И так крича, он прошел под узкую арку ворот медины. Вступив в темный сырой коридор, ведущий сквозь толщу Журавлиной башни, он прошел его насквозь и вышел на залитую утренним солнцем улицу — вверх, вверх, к верхнему городу лежал его путь.
Люди, заслышав его призывы, ахали и качали головами: легко сказать, не сворачивать и идти прямо к масджид. Да, вот-вот должен прозвучать третий крик муаззина — и верующие, совершив положенные молитвы, должны услышать проповедь праздничного дня. Но сегодняшняя пятница была особенной: проповедь — неслыханное дело — велено было отложить. Совершив молитву у себя дома, верховный муфтий Куртубы пожелал отправиться не в масджид, чтобы там взойти на минбар и сказать верующим укрепляющие слова, — а на Большую базарную площадь перед дворцом у Факельной стены.
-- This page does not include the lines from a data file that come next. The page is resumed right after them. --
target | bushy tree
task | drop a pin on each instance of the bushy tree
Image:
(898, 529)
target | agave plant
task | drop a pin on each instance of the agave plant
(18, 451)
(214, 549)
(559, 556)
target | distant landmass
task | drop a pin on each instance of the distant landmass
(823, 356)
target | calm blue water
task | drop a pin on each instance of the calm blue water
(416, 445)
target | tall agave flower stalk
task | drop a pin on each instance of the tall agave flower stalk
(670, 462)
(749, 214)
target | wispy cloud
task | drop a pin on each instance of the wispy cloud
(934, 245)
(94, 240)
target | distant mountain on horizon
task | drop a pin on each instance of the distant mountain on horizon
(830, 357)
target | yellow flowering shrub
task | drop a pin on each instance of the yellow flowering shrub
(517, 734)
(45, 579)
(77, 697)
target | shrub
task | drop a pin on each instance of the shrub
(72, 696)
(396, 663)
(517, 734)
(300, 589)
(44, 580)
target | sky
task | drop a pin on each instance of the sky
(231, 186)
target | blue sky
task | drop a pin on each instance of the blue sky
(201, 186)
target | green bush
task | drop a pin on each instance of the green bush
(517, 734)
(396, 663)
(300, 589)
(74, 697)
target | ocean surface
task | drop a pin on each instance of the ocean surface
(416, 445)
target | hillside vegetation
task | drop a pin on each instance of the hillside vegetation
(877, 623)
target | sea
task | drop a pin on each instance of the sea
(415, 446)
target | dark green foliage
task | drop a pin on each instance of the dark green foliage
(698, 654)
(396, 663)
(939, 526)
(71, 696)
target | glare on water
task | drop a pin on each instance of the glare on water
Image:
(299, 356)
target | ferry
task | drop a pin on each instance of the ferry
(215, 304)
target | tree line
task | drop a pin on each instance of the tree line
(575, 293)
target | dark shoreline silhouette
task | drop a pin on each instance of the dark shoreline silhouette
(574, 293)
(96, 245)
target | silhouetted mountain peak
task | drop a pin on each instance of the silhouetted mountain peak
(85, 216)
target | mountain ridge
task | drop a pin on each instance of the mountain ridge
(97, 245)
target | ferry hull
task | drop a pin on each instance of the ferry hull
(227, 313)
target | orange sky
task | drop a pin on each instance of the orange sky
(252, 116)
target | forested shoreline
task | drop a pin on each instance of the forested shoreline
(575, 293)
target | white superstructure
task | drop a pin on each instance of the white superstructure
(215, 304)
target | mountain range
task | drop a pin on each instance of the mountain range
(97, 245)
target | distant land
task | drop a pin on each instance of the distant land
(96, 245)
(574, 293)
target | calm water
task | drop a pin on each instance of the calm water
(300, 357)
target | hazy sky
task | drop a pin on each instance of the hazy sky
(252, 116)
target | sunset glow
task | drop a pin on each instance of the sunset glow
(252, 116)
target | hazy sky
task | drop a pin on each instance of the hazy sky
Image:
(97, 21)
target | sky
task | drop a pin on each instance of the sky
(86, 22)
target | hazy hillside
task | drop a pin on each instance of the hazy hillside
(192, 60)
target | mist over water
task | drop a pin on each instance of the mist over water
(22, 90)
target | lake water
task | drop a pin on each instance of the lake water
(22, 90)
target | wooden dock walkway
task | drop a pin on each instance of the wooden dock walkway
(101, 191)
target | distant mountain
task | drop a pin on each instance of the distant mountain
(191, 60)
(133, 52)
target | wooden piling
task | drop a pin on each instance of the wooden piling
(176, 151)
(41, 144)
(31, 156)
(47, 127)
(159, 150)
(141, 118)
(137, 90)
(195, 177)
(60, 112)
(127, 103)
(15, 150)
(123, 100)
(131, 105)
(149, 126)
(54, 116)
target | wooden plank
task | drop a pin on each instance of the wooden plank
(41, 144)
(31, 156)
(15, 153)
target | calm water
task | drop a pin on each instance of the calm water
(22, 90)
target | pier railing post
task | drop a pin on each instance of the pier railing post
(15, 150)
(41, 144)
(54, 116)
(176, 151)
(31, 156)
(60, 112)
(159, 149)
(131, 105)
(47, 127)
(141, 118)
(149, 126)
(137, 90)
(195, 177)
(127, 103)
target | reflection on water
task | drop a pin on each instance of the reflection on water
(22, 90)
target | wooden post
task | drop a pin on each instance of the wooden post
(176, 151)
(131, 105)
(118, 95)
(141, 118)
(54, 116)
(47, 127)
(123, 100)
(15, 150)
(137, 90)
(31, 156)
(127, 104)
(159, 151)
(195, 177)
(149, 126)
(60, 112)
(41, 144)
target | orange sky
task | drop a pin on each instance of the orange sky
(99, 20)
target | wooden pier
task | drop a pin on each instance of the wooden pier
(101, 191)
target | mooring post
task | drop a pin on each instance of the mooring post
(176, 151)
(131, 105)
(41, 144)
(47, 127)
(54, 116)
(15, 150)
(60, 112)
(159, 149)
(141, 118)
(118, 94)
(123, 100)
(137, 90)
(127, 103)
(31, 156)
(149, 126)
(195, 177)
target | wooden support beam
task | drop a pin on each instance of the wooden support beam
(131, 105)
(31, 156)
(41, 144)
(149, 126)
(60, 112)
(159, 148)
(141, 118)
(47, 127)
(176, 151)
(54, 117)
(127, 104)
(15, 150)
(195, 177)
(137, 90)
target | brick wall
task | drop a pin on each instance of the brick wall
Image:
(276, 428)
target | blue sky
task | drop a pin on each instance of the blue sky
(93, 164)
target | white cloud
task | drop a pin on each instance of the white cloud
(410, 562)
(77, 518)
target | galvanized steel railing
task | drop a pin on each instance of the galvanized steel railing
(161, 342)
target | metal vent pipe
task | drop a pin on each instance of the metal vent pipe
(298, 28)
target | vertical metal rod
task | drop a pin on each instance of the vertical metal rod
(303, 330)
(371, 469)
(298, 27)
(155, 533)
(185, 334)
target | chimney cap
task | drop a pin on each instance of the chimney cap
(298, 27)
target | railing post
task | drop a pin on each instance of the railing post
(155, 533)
Там еще со вчерашнего дня сооружены были два высоких деревянных помоста. Один — для Абд-аль-Вахида ибн Омара ибн Умейя и его ближайших родственников, а также кади Куртубы, верховного муфтия и самых уважаемых законников Ар-Русафа. Этот помост покрыли коврами и разложили на нем шелковые подушки — и на ночь поставили вокруг него стражу, дабы подлое ворье не растащило все это великолепие. Второй помост предназначался для еретика, отступника, бунтовщика, мятежника и колдуна аль-Джунайда — и его не стали покрывать коврами. Сегодня утром истекали три дня, данные, согласно законам Али, преступнику на размышление и раскаяние. Однако глашатаи уже прокричали на каждой площади, что Джунайд не отрекся от своих заблуждений и предпочел смерть возвращению к истинной вере. Шептались, что Джунайд — шахид, невинный мученик, и его погубили не провинности, а зависть и злоба клеветников. Однако всякий, что-либо смысливший в этой жизни, уже купил место у окна одного из домов, выходящих на Большую базарную площадь. Ну или уже толкался вокруг помостов. Ну или готовился бежать туда со всех ног. На улицах кричали, что палач уже вышел и показывает удары мечом, какими положено сносить головы преступников, а его помощники уже устанавливают деревянные колоды, между которыми растянут для четвертования тело Джунайда.